Representatives of the Trade Union Confederation of Workers’ Commissions (Comisiones Obreras, CC.OO) on the National Institute of Employment (Instituto Nacional de Empleo, INEM) recently asked the Institute for a series of figures in order to evaluate the effects of the reform of the unemployment benefit system introduced unilaterally by the government, which came into force in late May 2002 (ES0206210F). Though in many cases the information requested was not available, the figures provided by INEM and published in late September by CC.OO illustrate the impact that the reform is having.
During June and July 2002, INEM offered 138,121 jobs to unemployed people and took action against 85 unemployed persons for refusing offers (as newly allowed by the reform). In the same months, in line with the reform, special agricultural unemployment benefit was refused to 4,268 workers in Andalusia and Extremadura. Finally, between June and August 85,829 workers claiming unfair dismissal were denied 'interim wages'.

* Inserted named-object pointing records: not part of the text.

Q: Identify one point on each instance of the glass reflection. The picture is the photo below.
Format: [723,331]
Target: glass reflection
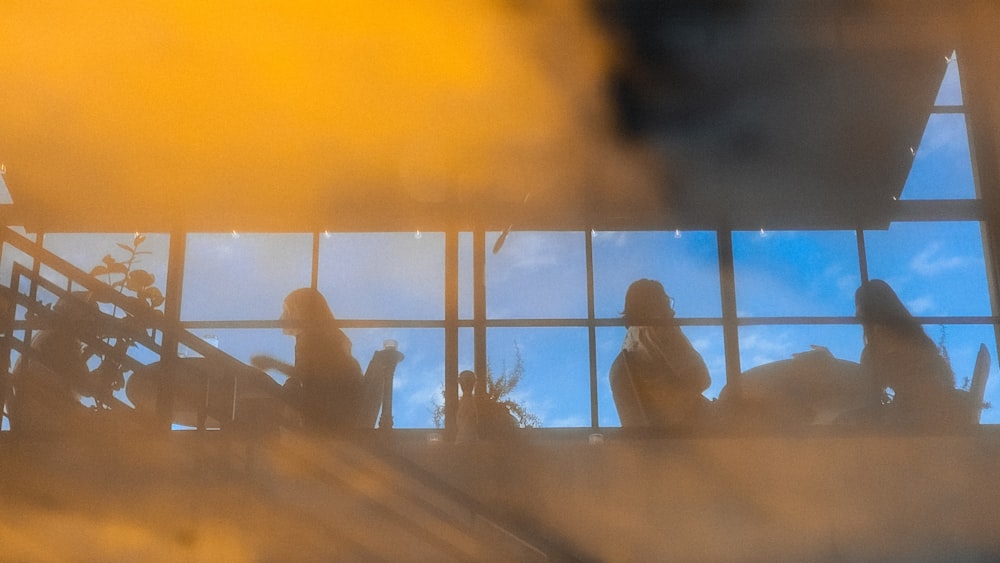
[795,273]
[936,268]
[383,275]
[537,275]
[245,277]
[686,263]
[556,371]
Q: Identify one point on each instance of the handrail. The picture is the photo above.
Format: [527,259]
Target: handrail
[138,319]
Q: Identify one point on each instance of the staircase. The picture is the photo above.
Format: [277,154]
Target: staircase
[279,496]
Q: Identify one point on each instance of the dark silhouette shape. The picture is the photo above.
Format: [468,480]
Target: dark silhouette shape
[325,383]
[910,382]
[377,392]
[658,377]
[208,393]
[48,382]
[809,388]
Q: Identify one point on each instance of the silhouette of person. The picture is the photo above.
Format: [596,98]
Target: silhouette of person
[46,387]
[325,383]
[899,356]
[658,377]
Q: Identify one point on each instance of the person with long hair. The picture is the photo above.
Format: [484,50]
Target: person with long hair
[658,378]
[911,383]
[325,382]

Under the previous regulations, dismissed workers claiming in court that their dismissal was unfair were entitled to receive pay between the date of dismissal and the court ruling, if the court confirmed that the dismissal was unfair. Under the unemployment benefit reform, these 'interim wages' (salarios de tramitación) were abolished in most cases. Now, only workers who are reinstated in their jobs after the court finds the dismissal to be unfair are entitled to receive interim wages. The trade unions claim that the new regulations significantly reduce the cost of dismissal and blur even further the difference between justified and unfair dismissal. The interim wages represented on average two to four months' pay. The unions feel that this measure is particularly unfavourable to workers with little seniority in the company, because in these cases the interim wages formed a very large proportion of dismissal compensation. Furthermore, they consider that the new regulations provide an incentive for companies not to reinstate workers dismissed unfairly, a practice that is optional for the company and is fairly uncommon.
At present the legislation implementing the reform is going through parliament and the People's Party (Partido Popular, PP) government has for the first time shown some willingness to modify some of the more controversial aspects. Interim wages may be a key issue; the Minister of Labour has stated that the government is considering the possibility of restoring the scheme, though with some limitations.